With regards to LGBTQ issues in general, it should not be so hard to say:

  • that yes, the Islamic stance is clear (and to give fiqhi rulings accordingly—incorporating current terminology),
  • but that the Islamic stance does not necessitate being harsh and abusive

Public Elucidation by Up-to-Date Islamic Scholars

More knowledgeable Muslim leaders need to be willing to speak about these matters to the public, and be available for answering such questions.

Otherwise, we will find increasing numbers of Muslims falling into the second category of positions taken, that is, those whose moral values are not based upon an Islamic worldview as communicated to us in the Quran and Sunnah, but one which comes from a secular perspective that does not recognize the supremacy of religious authority.

If anything, this perspective denigrates the importance of religion and how it is implemented at a personal and societal level.

Local Leadership in One-on-One Engagement

In addition, local scholars and leaders must be able to engage with those who are themselves struggling with gender and sexual identity. They should be able to understand the discourses surrounding these concepts, and be aware of how delicate and difficult it is for individuals to navigate these inner struggles. They should be able to provide both Islamic rulings as well as guidance defined by wisdom and compassion.

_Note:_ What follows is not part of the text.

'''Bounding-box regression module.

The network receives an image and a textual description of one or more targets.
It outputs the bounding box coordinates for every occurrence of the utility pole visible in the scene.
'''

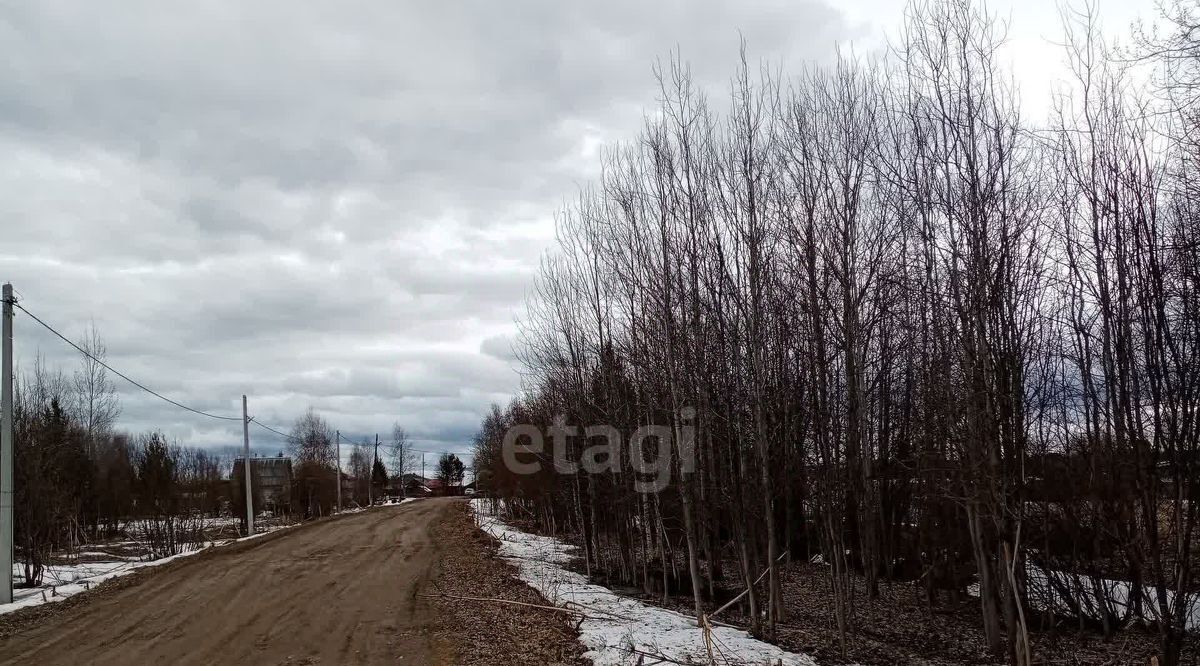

Activating a Cohesive Islamic Authority to Lead the Way

It may seem like a great deal to demand—due to lack of a cohesive Islamic authority in general—but the role of scholars and community leaders in the West is already expanding. Muslims in non-majority Muslim countries especially need to be able to have local leaders to whom they can turn with their questions, without fear of being ignored or turned away.

Now more than ever, we need to see leadership that can respond swiftly and wisely to the issues of the day with strength and nuance. But first of all, we need the engagement of our top scholars with the whole of the LGBTQ issues, culminating in their widely accessible clarification and renewed fatâwa to address specifically the current social context in current terminology.

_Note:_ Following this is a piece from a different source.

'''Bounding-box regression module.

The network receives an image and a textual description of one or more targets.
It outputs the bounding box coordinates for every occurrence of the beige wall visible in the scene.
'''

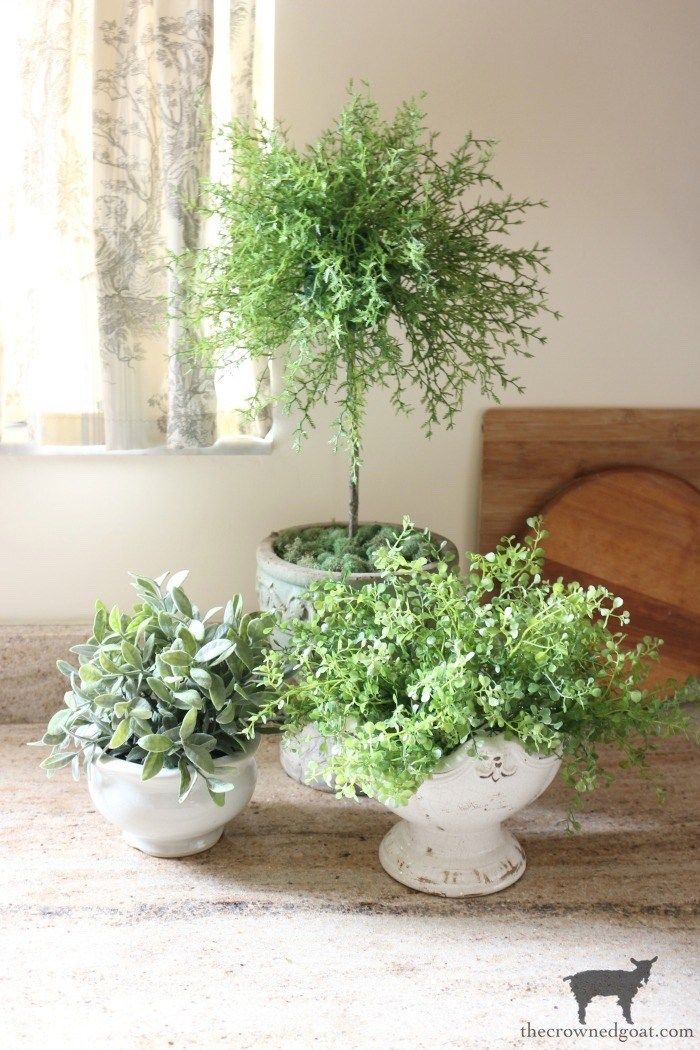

Hence, again, we see the necessity of ʿis who are not only knowledgeable at a theoretical level, but engaged and in touch both with wider the society and with the Muslim community specifically.

Zainab bint Younus

Zainab bint Younus is a Canadian Muslimah who has been active in grassroots da'wah and writing about Islam and the Ummah for the last nine years. She was first published in al-Ameen Newspaper (Vancouver, Canada) at the age of 14, became a co-founder, editor, and writer for MuslimMatters.org at 16; and began writing regularly for SISTERS Magazine at the age of 19 until today. She also blogs regularly at The Salafi Feminist


  • Fari Bint AbdulKarim

    March 27, 2017 - 11:19 am

    Excellent piece. I am in a field where I am constantly bombarded with gender theories, queer theory, LGBTQ matters; my friend and I were just discussing how important it is for us to be knowledgable about these issues, both in the secular manner (which we get heavy doses of multiple times a week in our classes) and deen (which I have been doing frugal searches on Google on); let me know if you have just a little time on a personal level to connect with. Perhaps through a video call or something. I am willing to pay! Barak Allahu Feeki.

  • Ren Alhmd

    March 27, 2017 - 3:17 pm

    ” That yes, the Islamic stance is clear (and to give fiqhi rulings accordingly—incorporating current terminology), but that the Islamic stance does not necessitate being harsh and abusive” – perfect summary for article.

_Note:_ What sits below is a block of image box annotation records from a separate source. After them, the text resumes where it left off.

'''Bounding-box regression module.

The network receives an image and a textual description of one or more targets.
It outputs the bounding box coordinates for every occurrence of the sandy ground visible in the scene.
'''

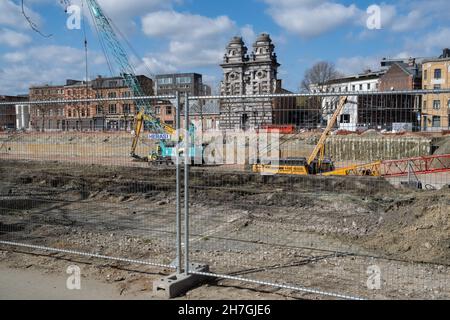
[0,265,146,300]
[0,160,450,299]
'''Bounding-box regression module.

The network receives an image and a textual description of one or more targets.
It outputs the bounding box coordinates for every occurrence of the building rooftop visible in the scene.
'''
[326,70,387,84]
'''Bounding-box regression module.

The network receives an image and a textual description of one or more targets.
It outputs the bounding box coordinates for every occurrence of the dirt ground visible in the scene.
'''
[0,160,450,299]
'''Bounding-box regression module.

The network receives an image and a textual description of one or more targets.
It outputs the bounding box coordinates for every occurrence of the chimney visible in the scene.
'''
[441,48,450,58]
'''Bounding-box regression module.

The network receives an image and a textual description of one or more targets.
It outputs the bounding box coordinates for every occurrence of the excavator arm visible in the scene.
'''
[131,110,176,159]
[308,97,348,166]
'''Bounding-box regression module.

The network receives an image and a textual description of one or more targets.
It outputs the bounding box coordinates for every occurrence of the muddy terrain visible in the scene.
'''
[0,160,450,299]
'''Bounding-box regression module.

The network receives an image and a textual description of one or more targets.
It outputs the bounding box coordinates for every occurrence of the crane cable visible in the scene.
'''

    The Prophet (saw) said there is nothing with harshness in it but it ruins it, and Allah SWT said that if the Prophets had been harsh, nobody would have followed them. Harshness is from shaytan.

  • ummAda

    March 28, 2017 - 12:37 am

    I really appreciate this article. It isn’t only this issue that requires the scholars and leadership to learn the currently used terminologies and lose the harshness at the same time. There are so many issues and they exist in Muslim majority countries as well. Sometimes the divide and disenchantment with scholars runs much deeper in Muslim majority countries.

    • WandererMom

      March 29, 2017 - 8:17 pm

      I agree with you sister. It is a sad reality, one for which I really want to do something about. bi iznillah.